Mexican TV outlets report that Gomez Mont and her husband fled the country less than a week after an arrest warrant was issued for the couple. Mont, who wore a wedding gown to Super Bowl XLII's media day, has been silent on Instagram since September 12, around the time investigators say she and Victor fled.
Mexican authorities are now asking Interpol to get involved in hunting down the former Super Bowl stuntress and her husband on charges of money laundering, operations with resources of illicit origin and embezzlement. The charges carry prison terms of 20 to 60 years in prison.

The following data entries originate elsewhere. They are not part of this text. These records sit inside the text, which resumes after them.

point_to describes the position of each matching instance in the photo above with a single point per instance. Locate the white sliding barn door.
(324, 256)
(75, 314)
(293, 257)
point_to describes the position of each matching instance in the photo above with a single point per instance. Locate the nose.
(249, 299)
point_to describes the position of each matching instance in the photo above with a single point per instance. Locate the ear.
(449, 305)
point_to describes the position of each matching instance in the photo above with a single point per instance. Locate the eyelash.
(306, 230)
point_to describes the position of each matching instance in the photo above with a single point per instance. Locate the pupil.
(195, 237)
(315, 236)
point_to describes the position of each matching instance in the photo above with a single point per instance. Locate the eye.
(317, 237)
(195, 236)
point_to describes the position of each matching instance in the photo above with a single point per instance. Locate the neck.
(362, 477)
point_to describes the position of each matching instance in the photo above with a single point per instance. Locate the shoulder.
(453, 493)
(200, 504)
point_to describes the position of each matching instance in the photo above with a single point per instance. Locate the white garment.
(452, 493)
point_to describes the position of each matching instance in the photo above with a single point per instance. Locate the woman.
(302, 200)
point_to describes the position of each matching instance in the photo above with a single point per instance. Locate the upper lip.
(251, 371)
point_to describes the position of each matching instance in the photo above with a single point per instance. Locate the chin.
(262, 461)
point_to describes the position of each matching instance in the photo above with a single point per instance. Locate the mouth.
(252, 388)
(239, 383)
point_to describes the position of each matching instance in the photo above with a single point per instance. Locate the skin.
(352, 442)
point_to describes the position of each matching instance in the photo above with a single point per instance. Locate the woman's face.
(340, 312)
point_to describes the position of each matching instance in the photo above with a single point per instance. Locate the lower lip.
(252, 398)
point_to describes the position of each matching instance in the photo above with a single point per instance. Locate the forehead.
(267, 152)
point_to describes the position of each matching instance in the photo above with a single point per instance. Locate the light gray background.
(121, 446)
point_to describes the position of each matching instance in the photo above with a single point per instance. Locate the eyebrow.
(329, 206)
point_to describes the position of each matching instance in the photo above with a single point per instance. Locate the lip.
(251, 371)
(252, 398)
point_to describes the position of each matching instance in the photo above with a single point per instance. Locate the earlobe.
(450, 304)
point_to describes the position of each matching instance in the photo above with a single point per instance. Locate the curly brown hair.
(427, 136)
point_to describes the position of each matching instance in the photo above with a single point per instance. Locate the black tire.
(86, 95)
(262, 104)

While it's unclear where Gomez Mont and her husband would flee to, it's being reported that in December 2020 the couple dropped $17 million on a Florida house that was once owned by Cher. There's also allegedly a New York City apartment in the couple's real estate empire that could serve as a hiding spot.
The case against the TV host and her husband centers on what authorities say are almost 1,500 banking operations with shell companies from 2016 to 2017. The accounts were used to facilitate tax evasion and money laundering, according to the government.
Specifically, via translation, "The money left the government through contracts signed by restricted invitation in 2016 and 2017. These were assets labeled for federal prisons and with which they intended to acquire security equipment. It was all a simulation.
"In fact, what the authorities have identified is that the companies that have been awarded the contracts have diverted the money into a complex network of billing or shell companies."
Remember, suspects are innocent until proven guilty in a court of law, but let's just say Ines' TV job wasn't paying for Cher's house. The hubby clearly has some explaining to do here.